The recently launched Swifto aims to provide busy New Yorkers with experienced and responsive dog-walking assistance. The fledgling web-based service connects people to a fiveborough- wide squad of handpicked, independent dog walkers. Unlike similar services that rely mostly on location to make recommendations, Swifto uses an algorithm that also factors in dogs’ specific needs and challenges and walkers’ past jobs, skills and ratings. In addition to helping broker long-term dog-walking relationships, Swifto’s other handy service is a “quick match” for clients in a bind. The company promises that within 60 minutes of a customer request, a walker will be in touch to sort out details and—with the customer’s go-ahead—have the dog’s leash in hand. Walks are $20 for one dog for 30 minutes and $5 for an additional dog; for $10 more, the dog gets a full hour walk.
Pet Check Technology
As in so many spheres, technology is making dog walking more transparent —no more wondering if, when and where your dog got her constitutional. Pet Check Technology launched the first dog-walking software and mobile app in 2001, which provides a homebased barcode that walkers scan to signal the start and the end of a walk. In addition, people can track each jaunt online using real-time GPS and email updates.

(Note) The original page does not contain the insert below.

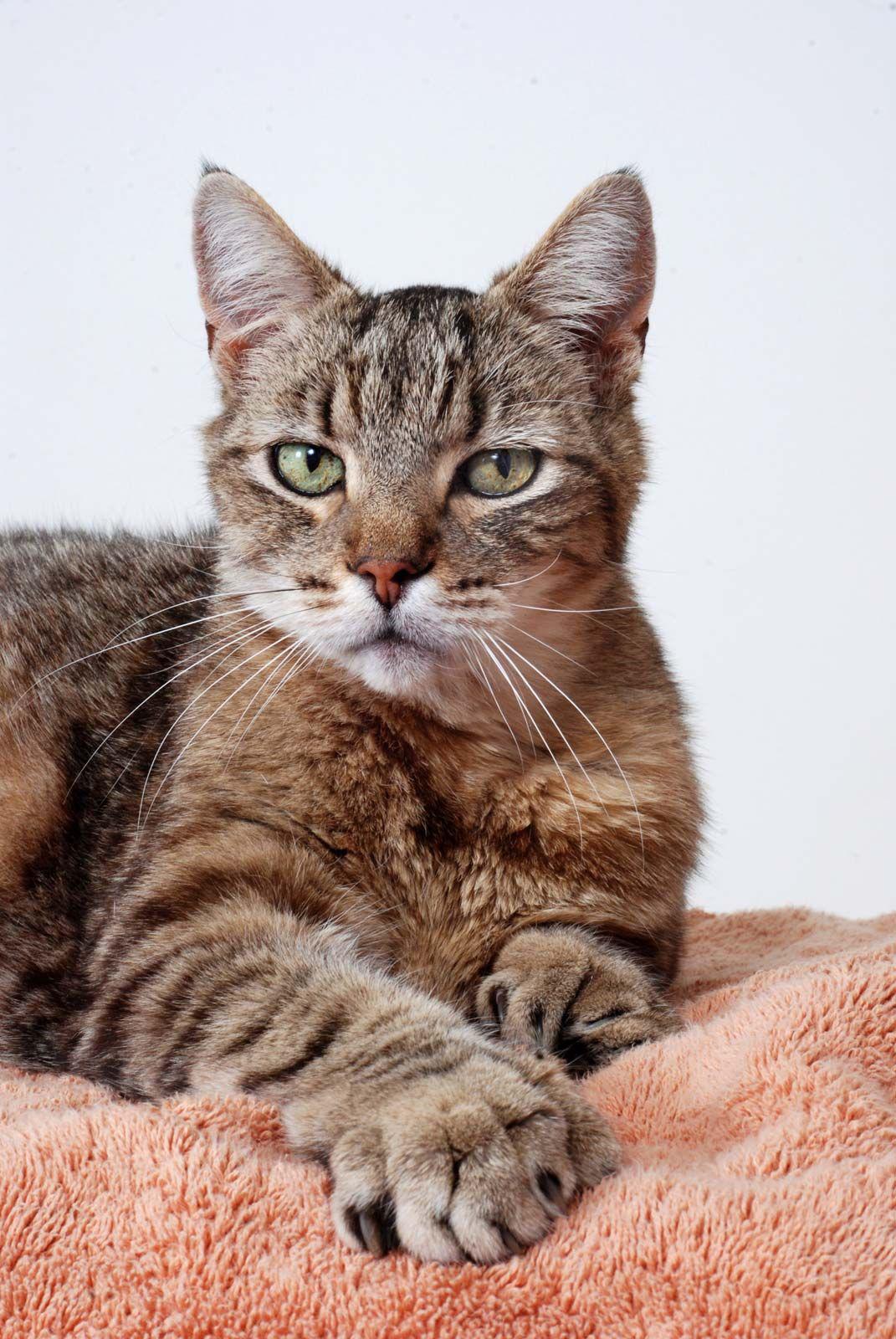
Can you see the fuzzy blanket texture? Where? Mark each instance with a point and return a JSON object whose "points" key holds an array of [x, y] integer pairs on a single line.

“Our hope is, of course, that customers will begin to request this service, so they can have peace of mind that their dog is being properly walked and/or exercised,” says Doug Simon, founder of Pet Check Technology. The Pet Check Technology software is also designed to function as a business- management tool for professional dog walkers, and includes scheduling and billing applications. Membership starts at $29.99 per month.
Jogs for Dogs
When he started Jogs for Dogs in 2007, founder Brendan Fahey imagined a fairly traditional dog-walking service, with a twist: the walkers would be runners. But he soon learned that this small adjustment to his Seattle-based business had big implications. Runners can only take one or two dogs at a time, and two hours of pounding the pavement is most runners’ daily max. It wasn’t, as they say in the business world, scalable.
After a few years, Fahey got out of the time-intensive business of managing a small army of bonded, insured runners—mostly University of Washington students—and, last May, launched JogsForDogs.com, a matchmaking website that brings dog-loving runners together with dogs who need runs.
In the new paradigm, a dog is most likely to be paired with an avid runner and dog-lover who works in an unrelated field. “It’s about connecting people with dogs and people who love dogs,” Fahey says. “It’s more like hiring a babysitter than a nanny.” Joggers set their own prices and dog owners do their own interviewing and reference-checking. Currently, Jogs for Dogs has runners in 22 states and eight other countries, including Canada, the UK, Sweden, Italy, France, Spain, Slovenia and New Zealand.